3 Ekim 2012 Çarşamba

kedi köpek ya da köpeği anlamak.

en son baktığım köpek, oniki yıl öncesine dayanıyor, o da üstelik benim değildi. aşırı yoğun çalışan ve bir sokak ötemde oturan sevgilimin napolitan masitifiydi. onun iş yoğunluğundan köpekle öyle bir haşır neşir omuştum ki, kendi sahibinden ziyade benim sözümü dinler olmuştu yavrucak. yavrucak dediğim de yetmiş kiloya ulaşmış dev bir bebekti. ama bir o kadar uysal tatlı bir bebek. bir horladı mı, tüm daire sallanırdı adeta. ama maalesef uzun bir ömre sahip olamadı. sahibiyle ayrıldık, o da iş yerine götürdü, garibim de o rada sevgisizlikten öldü. eski sevgilimle iyi arkadaşız hala, biliyorum, hala vicdan azabı çeker bu yüzden. 

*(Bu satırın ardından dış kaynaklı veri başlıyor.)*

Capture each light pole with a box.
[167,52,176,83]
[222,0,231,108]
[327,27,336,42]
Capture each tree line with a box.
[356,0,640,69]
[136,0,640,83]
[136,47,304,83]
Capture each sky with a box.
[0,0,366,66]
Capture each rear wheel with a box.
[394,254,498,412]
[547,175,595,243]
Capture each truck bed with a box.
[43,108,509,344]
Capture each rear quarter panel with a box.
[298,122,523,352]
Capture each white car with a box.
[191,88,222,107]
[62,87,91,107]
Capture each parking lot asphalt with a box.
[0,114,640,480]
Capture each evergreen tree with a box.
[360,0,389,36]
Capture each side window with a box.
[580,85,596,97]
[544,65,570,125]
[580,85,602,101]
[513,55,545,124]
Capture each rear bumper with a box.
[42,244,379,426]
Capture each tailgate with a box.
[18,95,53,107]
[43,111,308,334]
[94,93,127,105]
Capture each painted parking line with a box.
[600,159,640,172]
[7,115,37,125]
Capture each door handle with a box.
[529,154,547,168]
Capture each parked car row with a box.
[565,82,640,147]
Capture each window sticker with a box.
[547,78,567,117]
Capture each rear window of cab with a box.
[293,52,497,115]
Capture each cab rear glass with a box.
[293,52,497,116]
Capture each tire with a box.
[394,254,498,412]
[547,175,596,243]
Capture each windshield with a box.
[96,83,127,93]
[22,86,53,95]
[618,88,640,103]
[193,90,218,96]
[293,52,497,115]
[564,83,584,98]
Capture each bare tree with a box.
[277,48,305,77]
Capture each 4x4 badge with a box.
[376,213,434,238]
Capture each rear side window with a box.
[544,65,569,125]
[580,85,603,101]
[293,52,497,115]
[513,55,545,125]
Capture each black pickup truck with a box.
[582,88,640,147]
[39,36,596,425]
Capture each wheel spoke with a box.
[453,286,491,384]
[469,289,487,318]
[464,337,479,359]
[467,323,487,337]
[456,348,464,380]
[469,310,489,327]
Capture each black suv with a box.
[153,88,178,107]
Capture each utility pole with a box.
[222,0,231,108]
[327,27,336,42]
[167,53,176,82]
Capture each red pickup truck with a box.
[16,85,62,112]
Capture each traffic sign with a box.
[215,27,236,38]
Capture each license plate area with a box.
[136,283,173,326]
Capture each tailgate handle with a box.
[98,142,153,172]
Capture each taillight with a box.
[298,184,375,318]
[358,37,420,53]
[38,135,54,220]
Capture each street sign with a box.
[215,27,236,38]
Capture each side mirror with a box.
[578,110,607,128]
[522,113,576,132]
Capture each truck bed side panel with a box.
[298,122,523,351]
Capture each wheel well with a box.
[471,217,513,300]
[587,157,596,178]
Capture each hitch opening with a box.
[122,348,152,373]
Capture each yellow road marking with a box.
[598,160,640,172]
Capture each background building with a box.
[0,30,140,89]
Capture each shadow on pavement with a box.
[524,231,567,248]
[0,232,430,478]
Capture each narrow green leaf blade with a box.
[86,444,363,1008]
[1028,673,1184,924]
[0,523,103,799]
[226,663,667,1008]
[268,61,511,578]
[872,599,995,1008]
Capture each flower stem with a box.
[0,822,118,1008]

yani uzun lafın kısası, köpek nasıl bakılır, ne edilir, tamamen unutmuşum. küçücük Rus finosuylanasıl iletişeceğim, şaşırmış vaziyetteydim. kedilerden komple farklı bir dile sahipler. neyse ki, şu köpeklere fısıldayan adam, cesar millan'ın web sitesi formatını buldum da hayatım kurtuldu desem yeridir. meğer köpekleri hiç tanımıyor ve davranışlarını yanlış değerlendiriyormuşuz. dünden beri başımı kaldırmadan okuyorum ve bıdıkla hayatımız değişti desem yeridir. sadece dün akşam ve bu sabah yürüme egzersizlerini yaptık ve hayvanın bana olan davranışı bambaşka! mesela, artık onsuz çıkacağımı anladığında kene gibi yapışıp, kapıya koşup, benle gelmek için ısrar etmiyor. yine koşup pencereden, ardımdan bakıyor elbette, ama galiba o sürü liderine olan saygılı bir mesafeden oluyor. 
evet ya, köpekler neticede sürü hayvanı ve katı hiyerarşik bir düzene ihtiyaç duymaktalar. evdeki tüm insanlar hiyerarşik düzende köpekten yüksek olduğu hissettirilmezse, bizim sevgi gösterisi diye zannettiğimiz, ama aslında düzeni hiçe saymak anlamına gelen davranışlar sergiliyorlar. mesela bacaklarınıza atlamak, kesinlikle saygılı bir davranış değil, ve hiyerarşide sizi kaale almadığının belirtisi.  köpeği olan okuyucum varsa, bu siteyi cidden hatim etsin. diyorum ya, dün akşam bir, bu sabah iki, ve şimdiden değişti. elbette müthiş yorucu, sürekli dikkatinizi köpeğinize vermek zorundasınız. eve geldiğimde tükenmiş olduğumu hissediyorum. ama köpeğiniz de yoruluyor. ve üstelik bu daha başlangıç. ölene kadar eğitimi bitmiyormuş. ama mutlu bir köpek için kesinlikle değer. çünkü köpeğe liderin siz olduğunu hissettirmezseniz, liderliği o ele almak zorunda. ve düşünsenize, lideri kâh dinleyip, kâh dinlemeyen bir sürüden sorumlu olmak hayvana nasıl bir eziyet.
bu egzersizlere başladığımızdan beri artık restoranların, ilgi gösteren insanların, kedilerin ve hatta başka köpeklerin -sonuncusunda henüz çok başında olduğumu itiraf etmeliyim- önünden sorunsuzca geçebilir olduk. otuz beş yere işemiyor, yolun ortasına büyük işini yapmıyor artık. dünya varmış be!
eğer sizde de bu dört bacaklılardan varsa, siz siz olun, hiyerarşide yerini bilen ve bu sayede mutlu mesut bir havhava sahip olmanın keyfine bir an evvel varmaya bakın.